At this point the metrics server is up and running: However, we are getting an error since it’s not able to talk to the Kubelet on the worker nodes to get metrics as you can see below.

$kubectl top no
error: metrics not available yet

$kubectl get pods -n kube-system
metrics-server-6456bffb67-d5vrq                         1/1     Running   0          20s

The Metrics server is running but we are not able to retrieve metrics from the cluster. To Solve this for the version of Kubernetes deployed with KOPS, we need to make  2 changes:

Change 1:

Need to configure metrics server to allow unsecured tls connection. This is good enough for now but you may investigate how to make metrics server work with tls.
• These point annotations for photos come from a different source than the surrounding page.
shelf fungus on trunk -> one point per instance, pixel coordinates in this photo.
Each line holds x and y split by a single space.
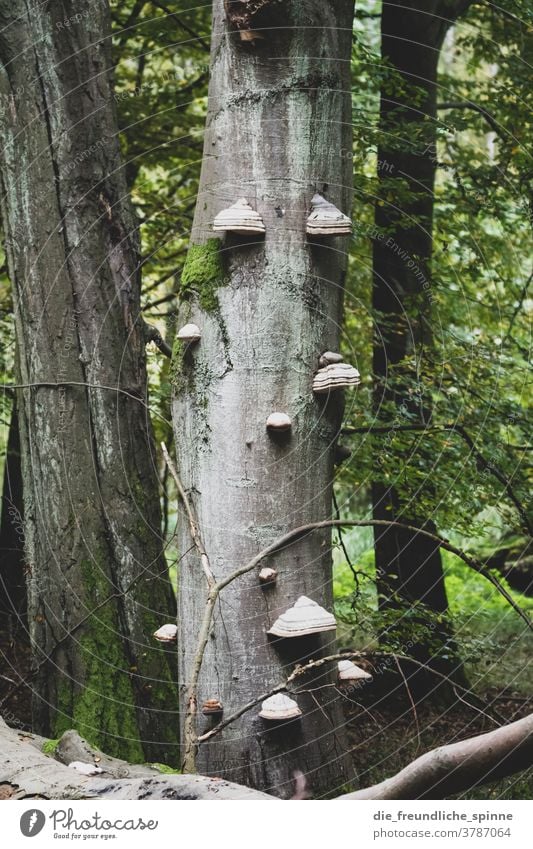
239 218
189 333
279 708
326 220
84 768
267 576
278 422
304 618
335 376
212 707
349 673
166 633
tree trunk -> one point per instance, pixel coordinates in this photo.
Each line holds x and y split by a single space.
98 585
408 566
279 115
26 772
12 580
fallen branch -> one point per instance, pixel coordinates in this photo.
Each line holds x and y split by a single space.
26 772
453 769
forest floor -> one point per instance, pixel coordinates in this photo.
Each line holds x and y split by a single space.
385 732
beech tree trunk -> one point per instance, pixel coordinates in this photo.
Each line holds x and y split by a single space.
279 115
408 565
25 772
97 584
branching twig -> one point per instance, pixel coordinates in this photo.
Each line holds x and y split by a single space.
191 738
461 431
345 655
152 334
191 517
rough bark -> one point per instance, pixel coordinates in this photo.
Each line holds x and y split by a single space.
97 583
12 580
409 566
279 115
25 771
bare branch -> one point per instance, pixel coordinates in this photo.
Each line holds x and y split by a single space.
152 334
191 517
460 766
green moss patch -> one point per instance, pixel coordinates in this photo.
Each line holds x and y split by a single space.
49 747
204 273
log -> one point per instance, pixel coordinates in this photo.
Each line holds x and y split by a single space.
27 772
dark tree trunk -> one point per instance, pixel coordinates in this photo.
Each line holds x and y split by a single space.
409 566
279 115
12 580
97 585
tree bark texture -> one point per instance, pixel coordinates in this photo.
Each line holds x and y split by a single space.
97 585
26 771
278 117
409 566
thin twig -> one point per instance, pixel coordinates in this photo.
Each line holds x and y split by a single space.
191 738
461 431
413 706
191 517
152 334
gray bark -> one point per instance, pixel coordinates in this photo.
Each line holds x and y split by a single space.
279 116
97 581
26 772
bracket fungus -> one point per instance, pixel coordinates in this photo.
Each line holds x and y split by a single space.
326 220
279 708
335 376
85 769
239 218
166 633
212 707
278 422
349 672
189 333
305 617
267 576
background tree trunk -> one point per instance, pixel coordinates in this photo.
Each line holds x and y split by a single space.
408 566
279 115
98 584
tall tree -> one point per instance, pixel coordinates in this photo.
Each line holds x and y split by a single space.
278 118
408 565
97 585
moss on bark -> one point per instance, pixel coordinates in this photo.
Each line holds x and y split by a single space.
102 706
204 273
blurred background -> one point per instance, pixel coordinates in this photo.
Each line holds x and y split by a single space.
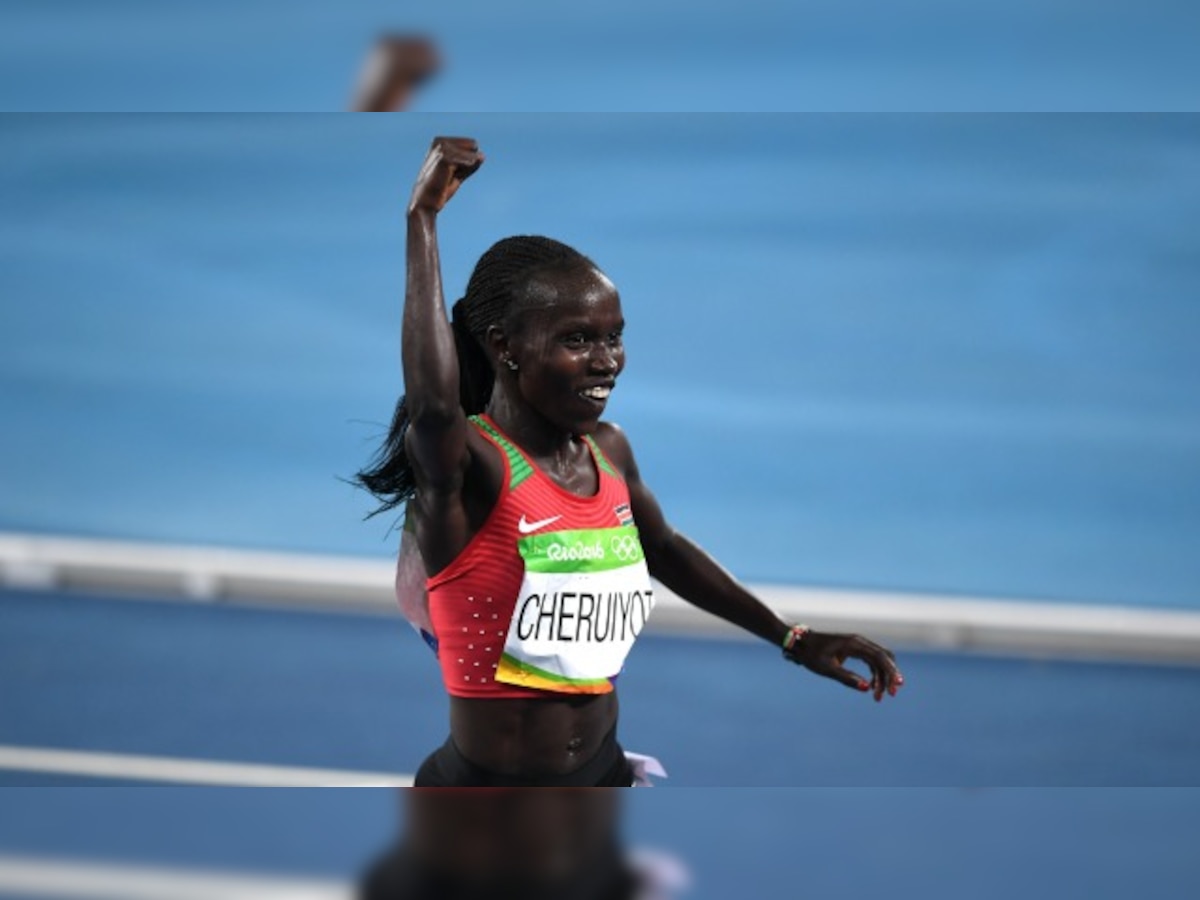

$cd /home/ec2-user/metrics-server/deploy/1.8+/

Edit metrics-server-deployment.yaml  to have the containers  section look like this:

 containers:
      - name: metrics-server
        image: k8s.gcr.io/metrics-server-amd64:v0.3.4
        imagePullPolicy: Always
        command:
        - /metrics-server
        - --kubelet-insecure-tls
        - --kubelet-preferred-address-types=InternalIP

Then delete and recreate the metrics-server

$kubectl delete -f metrics-server-deployment.yaml 
$kubectl create -f metrics-server-deployment.yaml

Change 2:

Makes changes to the Kubernetes cluster. Since we deployed with KOPS utility we will make the changes with KOPS.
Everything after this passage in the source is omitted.